История соперничества двух композиторов, их отталкивания и притяжения, хорошо проанализирована в биографии Сергея Прокофьева, написанной Игорем Вишневецким в серии «Жизнь замечательных людей» (М., «Молодая гвардия», 2009).
[3] «Стадия зеркала» в психоаналитической теории Жана Лакана. В четвертом цикле семинаров Лакан говорит, что «визуальная идентичность, данная в зеркальном отражении, обеспечивает воображаемую целостность опыту фрагментированного реального» методом аналогий.
[4] Вспомним понятие «сшибки», заимствованное романистом Александром Беком для романа «Новое назначение» (1964) из терминологического арсенала физиолога Ивана Павлова: «Негативные последствия употребления централизованной власти проявляются в том, что автор называет „сшибками”. Это неизбежное столкновение человеческого фактора с машиной для воплощения директив в жизнь. Мелочи, на первый взгляд не заслуживающие особого внимания, перерастают в глобальную проблему. Младший брат (главного героя книги — Д. Б.) Онисимова погиб в лагерях как враг народа, при этом самого Онисимова назначают на высокую должность в правительстве. Эта и другие „сшибки” не дают покоя Онисимову до конца жизни, подтачивая здоровье. Наконец, заканчивающая книгу история изобретателя Головни, который так и не смог довести до массового производства передовой способ выплавки стали, столкнувшись с неумолимыми законами функционирования бюрократизированной системы…» (Википедия).

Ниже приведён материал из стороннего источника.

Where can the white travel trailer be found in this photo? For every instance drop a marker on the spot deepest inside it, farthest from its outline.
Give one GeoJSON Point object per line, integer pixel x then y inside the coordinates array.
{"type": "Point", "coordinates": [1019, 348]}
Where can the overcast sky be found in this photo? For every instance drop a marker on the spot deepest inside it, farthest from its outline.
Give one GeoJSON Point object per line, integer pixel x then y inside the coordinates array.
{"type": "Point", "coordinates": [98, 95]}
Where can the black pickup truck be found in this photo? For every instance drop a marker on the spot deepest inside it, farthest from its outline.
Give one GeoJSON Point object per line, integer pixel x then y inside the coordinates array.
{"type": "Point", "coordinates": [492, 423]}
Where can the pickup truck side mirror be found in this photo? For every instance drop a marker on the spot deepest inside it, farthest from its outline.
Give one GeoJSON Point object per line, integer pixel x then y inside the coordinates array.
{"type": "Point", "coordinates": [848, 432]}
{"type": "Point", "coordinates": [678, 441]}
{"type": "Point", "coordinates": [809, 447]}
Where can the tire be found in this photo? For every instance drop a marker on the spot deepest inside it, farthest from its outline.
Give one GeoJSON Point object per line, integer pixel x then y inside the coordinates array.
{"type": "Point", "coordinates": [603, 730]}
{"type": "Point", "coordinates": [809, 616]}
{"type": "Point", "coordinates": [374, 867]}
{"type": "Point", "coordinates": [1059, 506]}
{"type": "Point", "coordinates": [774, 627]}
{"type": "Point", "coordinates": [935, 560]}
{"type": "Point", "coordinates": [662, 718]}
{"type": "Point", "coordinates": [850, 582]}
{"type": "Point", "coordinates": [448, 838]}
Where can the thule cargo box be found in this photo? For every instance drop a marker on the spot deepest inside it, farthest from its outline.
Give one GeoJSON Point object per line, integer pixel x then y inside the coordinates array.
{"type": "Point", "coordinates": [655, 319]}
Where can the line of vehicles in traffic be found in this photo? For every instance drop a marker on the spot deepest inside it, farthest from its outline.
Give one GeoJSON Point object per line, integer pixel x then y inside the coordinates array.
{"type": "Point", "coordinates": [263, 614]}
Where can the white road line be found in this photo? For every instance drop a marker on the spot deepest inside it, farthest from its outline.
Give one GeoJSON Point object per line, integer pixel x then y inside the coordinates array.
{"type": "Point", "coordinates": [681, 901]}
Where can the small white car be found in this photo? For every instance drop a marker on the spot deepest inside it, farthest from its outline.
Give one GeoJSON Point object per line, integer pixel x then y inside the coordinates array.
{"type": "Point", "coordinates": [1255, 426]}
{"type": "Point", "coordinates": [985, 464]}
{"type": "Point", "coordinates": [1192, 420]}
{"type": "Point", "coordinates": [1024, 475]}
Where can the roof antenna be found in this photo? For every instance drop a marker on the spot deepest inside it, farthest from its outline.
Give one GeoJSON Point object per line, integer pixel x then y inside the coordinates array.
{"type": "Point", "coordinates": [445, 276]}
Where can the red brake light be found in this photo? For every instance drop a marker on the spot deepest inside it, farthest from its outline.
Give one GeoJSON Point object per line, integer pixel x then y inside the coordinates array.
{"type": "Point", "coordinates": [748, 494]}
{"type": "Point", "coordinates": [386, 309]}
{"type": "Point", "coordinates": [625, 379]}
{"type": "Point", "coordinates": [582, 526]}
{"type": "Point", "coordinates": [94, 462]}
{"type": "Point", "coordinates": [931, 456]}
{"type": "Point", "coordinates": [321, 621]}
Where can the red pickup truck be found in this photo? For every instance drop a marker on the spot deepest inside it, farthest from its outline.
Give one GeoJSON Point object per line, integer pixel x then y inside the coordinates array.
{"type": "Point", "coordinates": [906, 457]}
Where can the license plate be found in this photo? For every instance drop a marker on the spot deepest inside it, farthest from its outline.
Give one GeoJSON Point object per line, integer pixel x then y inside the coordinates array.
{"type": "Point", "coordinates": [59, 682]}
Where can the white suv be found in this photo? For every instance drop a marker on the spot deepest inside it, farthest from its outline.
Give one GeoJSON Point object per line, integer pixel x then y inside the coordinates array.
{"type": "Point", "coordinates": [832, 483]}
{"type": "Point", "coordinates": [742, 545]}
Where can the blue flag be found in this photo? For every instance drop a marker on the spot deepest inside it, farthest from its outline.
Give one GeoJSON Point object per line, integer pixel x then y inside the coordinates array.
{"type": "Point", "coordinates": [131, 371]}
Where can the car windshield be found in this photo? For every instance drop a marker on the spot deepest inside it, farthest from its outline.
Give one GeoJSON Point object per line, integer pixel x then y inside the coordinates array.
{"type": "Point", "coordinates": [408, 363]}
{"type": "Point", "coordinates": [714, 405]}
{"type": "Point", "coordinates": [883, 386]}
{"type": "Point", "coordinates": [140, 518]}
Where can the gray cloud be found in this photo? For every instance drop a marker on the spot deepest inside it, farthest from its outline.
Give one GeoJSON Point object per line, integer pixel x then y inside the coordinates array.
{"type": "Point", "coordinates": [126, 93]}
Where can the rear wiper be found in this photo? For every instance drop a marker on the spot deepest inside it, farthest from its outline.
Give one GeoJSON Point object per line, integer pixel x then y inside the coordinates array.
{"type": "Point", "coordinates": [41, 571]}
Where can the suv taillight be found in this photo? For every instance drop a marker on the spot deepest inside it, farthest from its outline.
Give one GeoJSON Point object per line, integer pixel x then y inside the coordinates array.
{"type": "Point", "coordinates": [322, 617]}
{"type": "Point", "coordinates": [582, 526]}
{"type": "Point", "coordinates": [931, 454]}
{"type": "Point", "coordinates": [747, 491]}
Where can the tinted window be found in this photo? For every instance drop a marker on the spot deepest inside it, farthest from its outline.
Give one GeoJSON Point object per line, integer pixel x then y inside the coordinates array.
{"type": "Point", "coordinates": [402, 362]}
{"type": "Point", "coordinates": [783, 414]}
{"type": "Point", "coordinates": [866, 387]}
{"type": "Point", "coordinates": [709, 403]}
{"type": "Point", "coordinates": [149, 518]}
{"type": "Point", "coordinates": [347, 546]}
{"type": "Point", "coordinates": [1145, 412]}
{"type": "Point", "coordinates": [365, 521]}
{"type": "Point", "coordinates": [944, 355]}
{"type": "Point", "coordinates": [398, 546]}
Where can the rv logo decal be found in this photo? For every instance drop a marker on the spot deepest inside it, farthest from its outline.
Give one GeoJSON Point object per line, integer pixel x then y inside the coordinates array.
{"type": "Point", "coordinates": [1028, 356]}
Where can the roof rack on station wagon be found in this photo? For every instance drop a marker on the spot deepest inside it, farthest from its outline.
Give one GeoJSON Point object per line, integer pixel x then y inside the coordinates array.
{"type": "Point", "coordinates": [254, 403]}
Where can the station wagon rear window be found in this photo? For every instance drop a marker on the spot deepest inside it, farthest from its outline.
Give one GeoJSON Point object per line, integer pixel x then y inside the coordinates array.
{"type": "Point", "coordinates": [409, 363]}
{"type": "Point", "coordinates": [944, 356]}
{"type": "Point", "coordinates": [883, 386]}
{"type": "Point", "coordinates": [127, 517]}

[5] Иосиф Бродский, «На смерть Жукова» (1974).
[6] У Александра Эткинда в книге «Кривое горе. Память
о непогребенных» (М., «Новое литературное обозрение», 2016, третье издание)
очень хорошо показано, что «Гамлет» и «Король Лир» Григория Козинцева появились
как реакция на «оттепель» и на конец ГУЛАГа. И что Гоша из «Москва слезам не
верит» — бывший сиделец, тогда как муж одной из подруг главной героини,
нашедший Гошу после судьбоносной размолвки, кагэбэшник: а иначе как бы он взял
вдруг да и нашел непонятно где затворника «Жору»?